Processor typeDescription
appendAdds one or more values to a field in a document.
bytesConverts a human-readable byte value to its value in bytes.
community_idGenerates a community ID flow hash algorithm for the network flow tuples.
convertChanges the data type of a field in a document.
copyCopies an entire object in an existing field to another field.
csvExtracts CSVs and stores them as individual fields in a document.
dateParses dates from fields and then uses the date or timestamp as the timestamp for a document.
date_index_nameIndexes documents into time-based indexes based on a date or timestamp field in a document.
dissectExtracts structured fields from a text field using a defined pattern.
dot_expanderExpands a field with dots into an object field.
dropDrops a document without indexing it or raising any errors.
failRaises an exception and stops the execution of a pipeline.
fingerprintGenerates a hash value for either certain specified fields or all fields in a document.
foreachAllows for another processor to be applied to each element of an array or an object field in a document.
geoipAdds information about the geographical location of an IP address.
geojson-featureIndexes GeoJSON data into a geospatial field.
grokParses and structures unstructured data using pattern matching.
gsubReplaces or deletes substrings within a string field of a document.
html_stripRemoves HTML tags from a text field and returns the plain text content.
ip2geoAdds information about the geographical location of an IPv4 or IPv6 address.
joinConcatenates each element of an array into a single string using a separator character between each element.
jsonConverts a JSON string into a structured JSON object.
kvAutomatically parses key-value pairs in a field.
lowercaseConverts text in a specific field to lowercase letters.
pipelineRuns an inner pipeline.
removeRemoves fields from a document.
remove_by_patternRemoves fields from a document by field pattern.
renameRenames an existing field.
scriptRuns an inline or stored script on incoming documents.
setSets the value of a field to a specified value.
sortSorts the elements of an array in ascending or descending order.
sparse_encodingGenerates a sparse vector/token and weights from text fields for neural sparse search using sparse retrieval.
splitSplits a field into an array using a separator character.
text_chunkingSplits long documents into smaller chunks.
text_embeddingGenerates vector embeddings from text fields for semantic search.
text_image_embeddingGenerates combined vector embeddings from text and image fields for multimodal neural search.
trimRemoves leading and trailing white space from a string field.
uppercaseConverts text in a specific field to uppercase letters.
urldecodeDecodes a string from URL-encoded format.
user_agentExtracts details from the user agent sent by a browser to its web requests.

Processor limit settings

You can limit the number of ingest processors using the cluster setting cluster.ingest.max_number_processors. The total number of processors includes both the number of processors and the number of on_failure processors.

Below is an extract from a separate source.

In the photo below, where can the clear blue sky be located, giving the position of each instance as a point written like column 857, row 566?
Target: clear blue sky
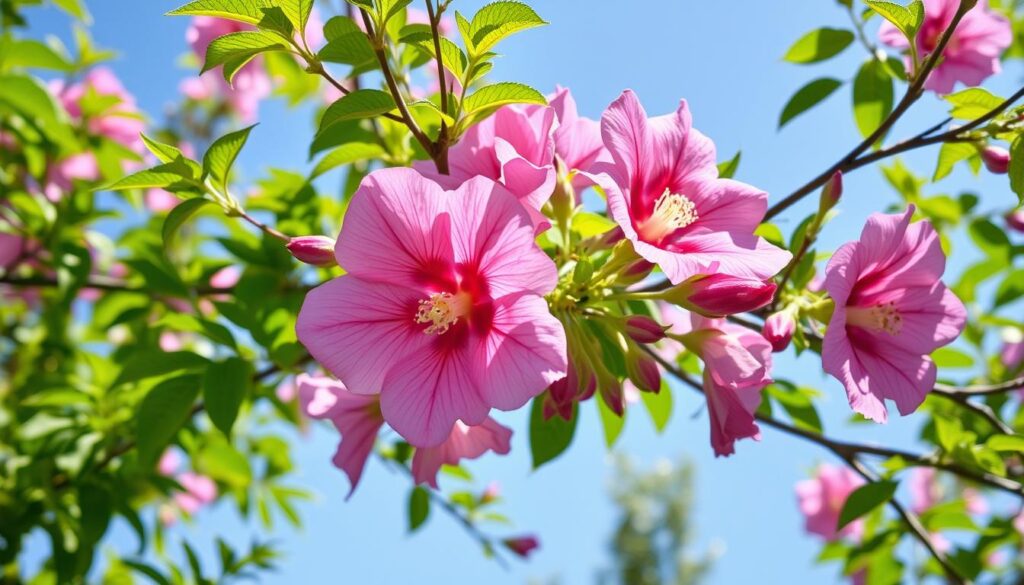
column 724, row 57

The default value for cluster.ingest.max_number_processors is Integer.MAX_VALUE. Adding a higher number of processors than the value configured in cluster.ingest.max_number_processors will throw an IllegalStateException.

Batch-enabled processors

Some processors support batch ingestion—they can process multiple documents at the same time as a batch. These batch-enabled processors usually provide better performance when using batch processing. For batch processing, use the Bulk API and provide a batch_size parameter. All batch-enabled processors have a batch mode and a single-document mode. When you ingest documents using the PUT method, the processor functions in single-document mode and processes documents in series. Currently, only the text_embedding and sparse_encoding processors are batch enabled. All other processors process documents one at a time.

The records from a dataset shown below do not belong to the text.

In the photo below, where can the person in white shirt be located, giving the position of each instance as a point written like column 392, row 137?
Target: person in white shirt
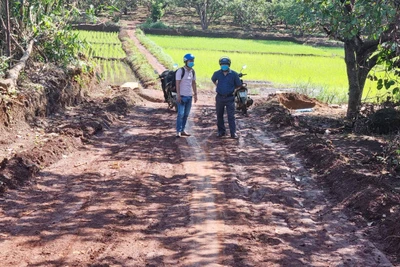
column 186, row 92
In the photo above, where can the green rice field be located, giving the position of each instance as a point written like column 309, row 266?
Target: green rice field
column 107, row 50
column 316, row 71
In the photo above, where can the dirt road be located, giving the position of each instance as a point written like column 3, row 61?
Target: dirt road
column 138, row 196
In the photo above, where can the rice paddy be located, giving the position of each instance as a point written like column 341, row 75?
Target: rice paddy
column 317, row 71
column 106, row 49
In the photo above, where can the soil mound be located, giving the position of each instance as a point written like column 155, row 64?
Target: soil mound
column 297, row 101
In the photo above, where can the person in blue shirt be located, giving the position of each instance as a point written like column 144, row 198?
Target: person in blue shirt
column 226, row 81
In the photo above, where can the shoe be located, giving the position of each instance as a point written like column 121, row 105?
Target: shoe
column 220, row 134
column 234, row 136
column 184, row 134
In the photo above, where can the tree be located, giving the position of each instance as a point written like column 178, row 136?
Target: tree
column 39, row 24
column 362, row 25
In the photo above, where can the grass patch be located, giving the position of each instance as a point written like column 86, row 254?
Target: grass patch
column 138, row 62
column 155, row 49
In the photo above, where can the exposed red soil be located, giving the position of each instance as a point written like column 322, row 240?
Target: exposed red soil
column 106, row 183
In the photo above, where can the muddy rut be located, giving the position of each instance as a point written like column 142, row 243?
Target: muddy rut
column 138, row 196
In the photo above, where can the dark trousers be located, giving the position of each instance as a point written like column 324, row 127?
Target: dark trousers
column 228, row 103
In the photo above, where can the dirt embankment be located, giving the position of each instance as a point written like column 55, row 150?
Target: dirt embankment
column 126, row 192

Selectively enabling processors

Processors defined by the ingest-common module can be selectively enabled by providing the ingest-common.processors.allowed cluster setting. If not provided, then all processors are enabled by default. Specifying an empty list disables all processors. If the setting is changed to remove previously enabled processors, then any pipeline using a disabled processor will fail after node restart when the new setting takes effect.